Walking over to the plate filled with fresh bacon, he grabbed the part that was furthest from the sizzling and carefully transported the item through the kitchen and to the dining room, where a small wooden table was surrounded by six chairs of varying designs. The table was an aged brown, looking to be heavier than him and his siblings combined. The chairs surrounding the table were indicative of those who sat there, with his father and mother's chairs being the only two matching pieces of woodwork. However, even then, the husband and wife had customised them to their comfort.
His father hand-crafted a pair of arm rests, wrapped in soft cushioning that the man recycled from one of their old couches. Viaelle's mother, on the other hand, had sown a pillow for her to sit on, creating a barrier between her bottom and the rigid chair that gave her backaches.
The other chairs were a mess compared to those, with Viaelle's being the most tame. However, his own chair was the most colourful… if being covered in paint and crayon markings could be said to be colourful.

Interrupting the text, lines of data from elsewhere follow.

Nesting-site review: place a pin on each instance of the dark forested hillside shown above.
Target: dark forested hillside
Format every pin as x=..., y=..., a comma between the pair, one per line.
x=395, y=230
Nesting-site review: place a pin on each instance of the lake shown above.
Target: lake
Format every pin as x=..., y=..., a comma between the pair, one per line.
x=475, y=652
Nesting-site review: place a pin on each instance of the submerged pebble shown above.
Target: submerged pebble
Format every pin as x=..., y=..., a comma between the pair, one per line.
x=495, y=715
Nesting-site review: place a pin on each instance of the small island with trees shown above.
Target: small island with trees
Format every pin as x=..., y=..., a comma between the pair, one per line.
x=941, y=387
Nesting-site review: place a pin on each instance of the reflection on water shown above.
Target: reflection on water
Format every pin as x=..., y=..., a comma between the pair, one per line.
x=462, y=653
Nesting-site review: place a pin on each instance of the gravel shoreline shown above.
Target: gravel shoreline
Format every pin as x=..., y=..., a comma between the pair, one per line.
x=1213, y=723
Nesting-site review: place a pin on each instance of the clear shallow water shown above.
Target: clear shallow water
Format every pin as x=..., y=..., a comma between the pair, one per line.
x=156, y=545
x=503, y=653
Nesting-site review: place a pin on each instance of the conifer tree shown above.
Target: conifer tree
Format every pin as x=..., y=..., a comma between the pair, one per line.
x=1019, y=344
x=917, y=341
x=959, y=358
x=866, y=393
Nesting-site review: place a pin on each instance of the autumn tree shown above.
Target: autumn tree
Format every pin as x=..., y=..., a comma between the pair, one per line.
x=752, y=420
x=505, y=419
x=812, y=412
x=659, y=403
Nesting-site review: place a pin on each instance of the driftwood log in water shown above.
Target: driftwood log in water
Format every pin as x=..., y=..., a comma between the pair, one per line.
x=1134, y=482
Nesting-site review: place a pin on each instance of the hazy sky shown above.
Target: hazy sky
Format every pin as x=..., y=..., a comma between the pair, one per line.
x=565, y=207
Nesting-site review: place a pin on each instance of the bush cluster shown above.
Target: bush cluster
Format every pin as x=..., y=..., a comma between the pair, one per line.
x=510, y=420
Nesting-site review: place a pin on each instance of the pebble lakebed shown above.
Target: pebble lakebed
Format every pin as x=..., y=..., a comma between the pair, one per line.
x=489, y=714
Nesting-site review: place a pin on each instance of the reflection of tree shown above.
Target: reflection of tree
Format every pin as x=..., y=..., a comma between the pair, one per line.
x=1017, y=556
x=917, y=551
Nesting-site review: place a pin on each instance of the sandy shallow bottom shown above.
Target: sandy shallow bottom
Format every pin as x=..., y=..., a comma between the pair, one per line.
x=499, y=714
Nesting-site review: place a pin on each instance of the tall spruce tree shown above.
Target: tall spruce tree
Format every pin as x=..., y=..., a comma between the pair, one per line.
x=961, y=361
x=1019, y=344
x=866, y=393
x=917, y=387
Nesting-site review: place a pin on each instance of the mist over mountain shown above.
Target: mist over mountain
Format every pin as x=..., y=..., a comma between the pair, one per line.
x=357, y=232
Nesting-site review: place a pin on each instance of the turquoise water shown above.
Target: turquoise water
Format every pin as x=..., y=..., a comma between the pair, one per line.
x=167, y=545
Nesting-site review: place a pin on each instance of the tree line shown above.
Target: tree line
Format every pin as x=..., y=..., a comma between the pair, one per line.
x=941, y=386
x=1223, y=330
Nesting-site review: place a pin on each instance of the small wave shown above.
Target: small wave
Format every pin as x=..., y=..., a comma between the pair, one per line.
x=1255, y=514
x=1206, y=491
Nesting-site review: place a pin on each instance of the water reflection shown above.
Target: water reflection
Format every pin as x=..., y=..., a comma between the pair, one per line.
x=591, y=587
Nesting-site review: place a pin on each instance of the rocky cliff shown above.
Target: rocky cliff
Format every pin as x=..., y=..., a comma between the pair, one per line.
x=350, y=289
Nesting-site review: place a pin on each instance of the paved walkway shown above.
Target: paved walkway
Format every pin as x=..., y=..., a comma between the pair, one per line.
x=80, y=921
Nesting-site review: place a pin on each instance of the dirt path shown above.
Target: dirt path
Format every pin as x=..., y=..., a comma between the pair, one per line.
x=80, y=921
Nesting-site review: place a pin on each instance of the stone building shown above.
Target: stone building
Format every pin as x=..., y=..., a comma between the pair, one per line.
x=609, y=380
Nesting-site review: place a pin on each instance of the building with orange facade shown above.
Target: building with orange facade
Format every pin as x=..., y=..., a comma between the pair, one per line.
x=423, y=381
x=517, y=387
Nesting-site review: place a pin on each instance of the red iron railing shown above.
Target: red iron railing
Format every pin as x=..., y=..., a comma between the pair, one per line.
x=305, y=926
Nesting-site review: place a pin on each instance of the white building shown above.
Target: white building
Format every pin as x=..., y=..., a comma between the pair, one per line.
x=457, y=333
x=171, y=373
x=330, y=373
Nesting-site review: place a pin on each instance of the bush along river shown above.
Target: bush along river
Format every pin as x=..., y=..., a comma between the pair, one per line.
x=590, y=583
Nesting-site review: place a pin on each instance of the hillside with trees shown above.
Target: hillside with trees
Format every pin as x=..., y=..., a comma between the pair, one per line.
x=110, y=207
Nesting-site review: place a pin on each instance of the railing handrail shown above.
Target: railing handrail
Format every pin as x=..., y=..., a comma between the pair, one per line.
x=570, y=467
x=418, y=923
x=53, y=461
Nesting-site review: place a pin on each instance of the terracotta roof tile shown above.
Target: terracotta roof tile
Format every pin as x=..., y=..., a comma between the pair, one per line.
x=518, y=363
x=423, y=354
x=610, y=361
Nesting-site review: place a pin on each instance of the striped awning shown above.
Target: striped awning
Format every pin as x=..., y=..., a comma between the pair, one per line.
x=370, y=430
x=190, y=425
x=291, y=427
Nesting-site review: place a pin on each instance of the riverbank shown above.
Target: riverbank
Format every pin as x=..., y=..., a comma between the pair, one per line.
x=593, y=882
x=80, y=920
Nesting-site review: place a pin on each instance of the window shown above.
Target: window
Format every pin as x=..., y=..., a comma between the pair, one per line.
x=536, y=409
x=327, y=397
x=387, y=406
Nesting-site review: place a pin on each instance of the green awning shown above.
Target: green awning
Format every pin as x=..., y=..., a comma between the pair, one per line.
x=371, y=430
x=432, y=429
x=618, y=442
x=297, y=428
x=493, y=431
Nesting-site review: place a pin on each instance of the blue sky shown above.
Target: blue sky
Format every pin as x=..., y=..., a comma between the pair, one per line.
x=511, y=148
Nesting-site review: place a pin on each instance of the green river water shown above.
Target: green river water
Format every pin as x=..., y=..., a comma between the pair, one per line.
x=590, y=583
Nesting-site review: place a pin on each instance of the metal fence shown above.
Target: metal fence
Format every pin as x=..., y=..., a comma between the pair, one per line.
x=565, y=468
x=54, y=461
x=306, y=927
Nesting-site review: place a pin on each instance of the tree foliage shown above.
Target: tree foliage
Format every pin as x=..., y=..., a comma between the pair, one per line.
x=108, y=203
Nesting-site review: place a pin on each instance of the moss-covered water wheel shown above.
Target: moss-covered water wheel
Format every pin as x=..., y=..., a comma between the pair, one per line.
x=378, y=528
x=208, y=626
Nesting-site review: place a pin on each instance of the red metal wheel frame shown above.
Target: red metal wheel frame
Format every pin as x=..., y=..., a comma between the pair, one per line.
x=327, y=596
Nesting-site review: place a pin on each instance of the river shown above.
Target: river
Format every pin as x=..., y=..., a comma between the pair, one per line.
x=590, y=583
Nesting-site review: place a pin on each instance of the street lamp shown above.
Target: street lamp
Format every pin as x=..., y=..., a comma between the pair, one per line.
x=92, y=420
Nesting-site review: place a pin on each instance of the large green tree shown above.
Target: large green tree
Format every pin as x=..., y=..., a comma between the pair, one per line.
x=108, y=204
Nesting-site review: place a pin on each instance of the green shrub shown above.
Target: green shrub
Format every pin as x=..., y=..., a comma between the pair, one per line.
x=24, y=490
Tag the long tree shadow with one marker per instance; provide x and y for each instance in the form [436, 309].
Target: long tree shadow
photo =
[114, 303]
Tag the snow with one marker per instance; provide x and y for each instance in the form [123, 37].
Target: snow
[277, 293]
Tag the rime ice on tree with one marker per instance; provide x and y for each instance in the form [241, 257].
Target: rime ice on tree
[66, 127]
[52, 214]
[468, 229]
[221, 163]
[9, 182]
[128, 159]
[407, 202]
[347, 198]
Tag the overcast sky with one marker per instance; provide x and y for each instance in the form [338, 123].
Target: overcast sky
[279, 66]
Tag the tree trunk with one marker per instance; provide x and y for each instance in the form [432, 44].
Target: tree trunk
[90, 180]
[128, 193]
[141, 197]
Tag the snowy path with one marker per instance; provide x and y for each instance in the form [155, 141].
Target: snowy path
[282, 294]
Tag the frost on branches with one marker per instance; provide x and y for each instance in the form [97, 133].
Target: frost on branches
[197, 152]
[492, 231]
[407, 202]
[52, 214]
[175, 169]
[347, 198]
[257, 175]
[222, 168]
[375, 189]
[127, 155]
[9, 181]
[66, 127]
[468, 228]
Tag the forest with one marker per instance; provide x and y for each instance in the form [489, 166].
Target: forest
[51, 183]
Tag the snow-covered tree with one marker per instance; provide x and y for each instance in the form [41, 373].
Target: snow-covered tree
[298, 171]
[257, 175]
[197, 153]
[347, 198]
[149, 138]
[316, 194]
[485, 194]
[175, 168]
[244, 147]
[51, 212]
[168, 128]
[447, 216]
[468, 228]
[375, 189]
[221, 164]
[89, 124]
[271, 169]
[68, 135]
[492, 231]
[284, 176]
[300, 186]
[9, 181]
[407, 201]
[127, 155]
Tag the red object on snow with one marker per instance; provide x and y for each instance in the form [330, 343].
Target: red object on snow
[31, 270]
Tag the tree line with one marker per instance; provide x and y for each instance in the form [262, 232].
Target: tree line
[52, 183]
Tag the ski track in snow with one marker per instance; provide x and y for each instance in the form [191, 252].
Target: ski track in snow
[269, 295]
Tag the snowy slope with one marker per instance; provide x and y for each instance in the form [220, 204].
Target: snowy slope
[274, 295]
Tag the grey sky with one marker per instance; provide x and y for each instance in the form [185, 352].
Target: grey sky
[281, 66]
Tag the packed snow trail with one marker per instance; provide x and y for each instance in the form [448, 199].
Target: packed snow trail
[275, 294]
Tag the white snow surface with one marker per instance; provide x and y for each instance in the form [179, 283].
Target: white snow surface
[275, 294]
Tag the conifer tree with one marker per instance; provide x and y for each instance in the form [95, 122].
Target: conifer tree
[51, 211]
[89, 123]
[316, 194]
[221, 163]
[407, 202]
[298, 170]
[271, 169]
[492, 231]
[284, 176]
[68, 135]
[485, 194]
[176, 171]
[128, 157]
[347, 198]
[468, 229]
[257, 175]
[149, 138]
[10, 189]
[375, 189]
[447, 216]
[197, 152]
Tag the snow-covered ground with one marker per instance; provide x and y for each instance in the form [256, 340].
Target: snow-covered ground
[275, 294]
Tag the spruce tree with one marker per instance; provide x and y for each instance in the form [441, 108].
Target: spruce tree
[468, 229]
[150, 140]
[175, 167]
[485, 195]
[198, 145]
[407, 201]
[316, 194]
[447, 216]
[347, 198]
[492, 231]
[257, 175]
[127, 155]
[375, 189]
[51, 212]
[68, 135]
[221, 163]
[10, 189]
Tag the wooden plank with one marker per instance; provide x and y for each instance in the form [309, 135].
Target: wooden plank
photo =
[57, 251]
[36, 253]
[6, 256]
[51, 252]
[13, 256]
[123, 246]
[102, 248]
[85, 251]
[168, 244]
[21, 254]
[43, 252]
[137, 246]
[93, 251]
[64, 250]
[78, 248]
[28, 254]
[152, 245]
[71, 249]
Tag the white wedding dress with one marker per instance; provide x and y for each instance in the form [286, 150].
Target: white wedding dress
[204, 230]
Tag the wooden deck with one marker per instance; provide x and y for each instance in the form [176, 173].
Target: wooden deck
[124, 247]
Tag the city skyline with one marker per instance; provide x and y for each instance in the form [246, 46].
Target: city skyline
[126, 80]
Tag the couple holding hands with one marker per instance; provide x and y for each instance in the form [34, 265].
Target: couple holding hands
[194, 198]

Art was a distant concept to the boy, so he spent much of his new life learning about the colours of the world, and the way the human heart could express itself through the stroke of the brush. This was something his past life could never fathom.
In a bleak, dying world of greys, whites, and blacks due to the absence of pure sunlight and untainted photons, the human heart expressed its yearning in other ways.
Music was one of those… until sound could no longer travel through the world because of the lack of an atmosphere.
"Vale, call your father."
The sound of his mother's voice was the only thing that pulled him back from his dreadful reminiscence.
"…Yes, mother!"
After a few minutes, Viaelle found himself sitting at the dining table with his new parents, munching on buttered toast and bacon. A new day was ahead of him, and he was enjoying every bit of it.
Listening to his parents talk about what was happening outside — pieces of information that his father had read on this morning's paper — he wondered what kind of adult he would become.
'I want to be like Angelica and Irene… and definitely not like Oscar.'
Viaelle shivered, thinking about his older brother. That kid was a mess, especially compared to their two older sisters. Had it not been for their father's status as a professor in Durham, Oscar's tutor would have never kept the boy around. Breaking something in the Museum of Archaeology was tantamount to academic heresy, after all.
Angelica and Irene, on the other hand, were better students. Angelica, especially, who would be heading to college in Oxford soon, was their family's pride and joy. Irene, although younger than Angelica, had more real-life experience, having accompanied their father on trips to heritage sites and long excavations near the Suez Canal bordering Asia and Africa.
Speaking about those siblings of his…
Viaelle heard footsteps moving down the stairs, calm yet lethargic. Looking up from his food, he saw Angelica blinking out the drowsiness of her late-night studies as she walked over to eat breakfast.
"Good morning, mom, dad. And, Vale… I thought I told you to wake me up?"
Angelica plopped down on the chair beside him, rubbing her face and trying to smother out the cow licks on her head before their mother began her lectures. Nothing the girl did, however, was able to smoothen out the light-brown bird's nest on her head.
"Your little brother tried. Now, you'll be living alone soon, young lady. Shouldn't you have figured out how to get up by yourself by now?"
Their mother's voice chimed in a swift defence for the cute youngest.
Angelica shrugged in reply.
"I know, mom. I just want to spend more time with lil' ol' Vallie. He's growing up way too fast. This is because you keep lecturing him. Look! He's more of an adult than Irene."
Viaelle watched as their mother shook her head and sighed.
"Angelica…"
And then another lecture started, first thing in the morning. Irene and Oscar woke up while it happened, sneakily completing their first meal of the day and disappearing just as silently as they arrived. Their parents were biased towards their eldest and youngest… but it came at the cost of having more expectations.
Stuck beside Angelica, Viaelle sighed in resignation.
This was how he spent his years.
In mundanity.
At least, until he realised that this world wasn't as alien as he once thought it was.